Results of our study need to be interpreted with caution as they may not be generalizable to all practice types and contexts. This toolkit implementation and evaluation were conducted in only 6 practices. These 6 practices, although representing typical primary care practices, include several large academic practices that are likely to be more interested in adult ADHD. Further work is needed to formally test the implementation of the toolkit in a variety of practices. The Toolkit development may have also not fully considered the perspectives of internal medicine or clinical psychology as these specialties were not represented on the expert panel. These specialists however participated in the Toolkit evaluation, so their input is included in this work. This evaluation did not assess effectiveness for improving patient, clinical, and safety outcomes or quantify cost and resources for implementation. Due to the short implementation period, it was not feasible to assess the long-term effects or sustainability of Toolkit use. We did not explore the reasons why many providers reported seeing no patients with adult ADHD over the study period or why their weekly reports on patient encounters during the study did not align with the average numbers of adult patients with ADHD they reported before the study. We did not compare the Toolkit to other quality improvement methods.

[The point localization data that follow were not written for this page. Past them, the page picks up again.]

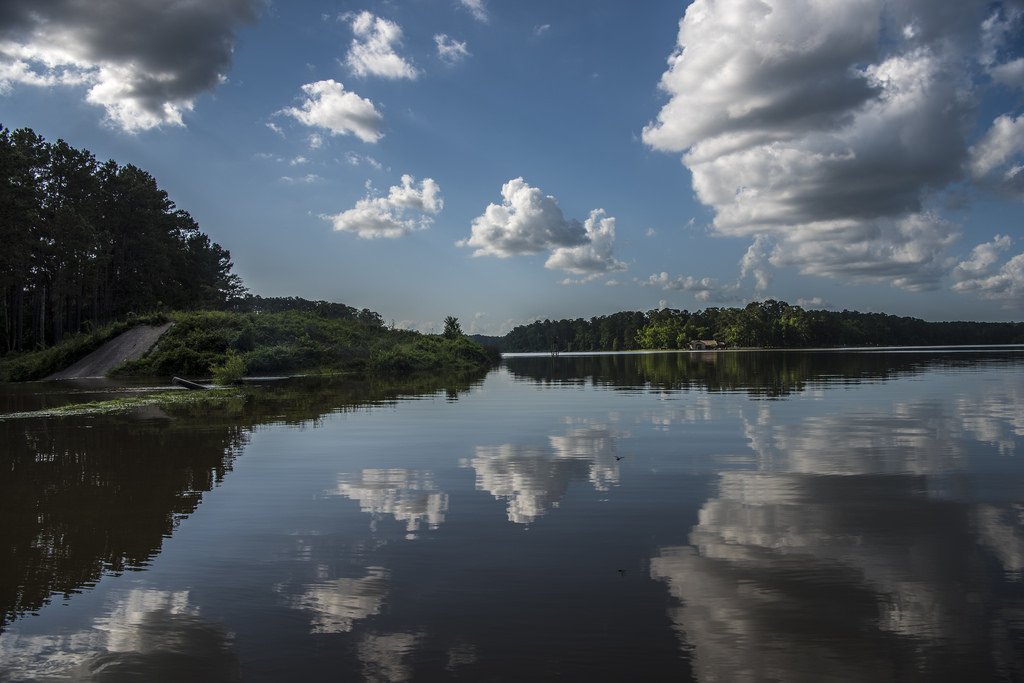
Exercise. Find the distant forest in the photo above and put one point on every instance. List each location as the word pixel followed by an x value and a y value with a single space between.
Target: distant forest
pixel 760 325
pixel 85 243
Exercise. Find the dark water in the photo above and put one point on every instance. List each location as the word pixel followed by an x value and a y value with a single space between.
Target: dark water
pixel 714 517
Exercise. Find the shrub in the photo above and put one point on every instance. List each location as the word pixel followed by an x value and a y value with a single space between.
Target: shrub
pixel 231 371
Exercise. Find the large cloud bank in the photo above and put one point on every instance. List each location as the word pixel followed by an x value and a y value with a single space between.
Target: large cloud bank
pixel 527 221
pixel 144 61
pixel 407 208
pixel 830 130
pixel 341 112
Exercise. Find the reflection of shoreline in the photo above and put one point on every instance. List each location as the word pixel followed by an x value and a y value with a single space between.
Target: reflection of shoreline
pixel 84 497
pixel 535 479
pixel 776 373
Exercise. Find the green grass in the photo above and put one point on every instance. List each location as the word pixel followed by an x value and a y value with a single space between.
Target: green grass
pixel 124 403
pixel 219 343
pixel 230 345
pixel 37 365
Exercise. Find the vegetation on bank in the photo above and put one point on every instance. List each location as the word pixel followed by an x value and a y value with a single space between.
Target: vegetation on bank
pixel 37 365
pixel 760 325
pixel 221 343
pixel 87 243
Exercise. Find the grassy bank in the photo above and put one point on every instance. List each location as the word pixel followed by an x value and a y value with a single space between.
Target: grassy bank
pixel 300 342
pixel 37 365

Furthermore, observations from the development phase identified evidence gaps, including resources on women, older individuals, breastfeeding, and medication management, for example, medication tapering, chronic use of stimulants, and medication holidays, among others. Therefore, our analysis does not include these particular topics due to a lack of evidence-based data. These information gaps would serve as additional points of information for Toolkit enhancements and upgrades. As far as the next steps, we plan to make the Toolkit available for PCPs and primary care practices so content materials can be distributed widely and improve on adult ADHD diagnosis and patient care needs.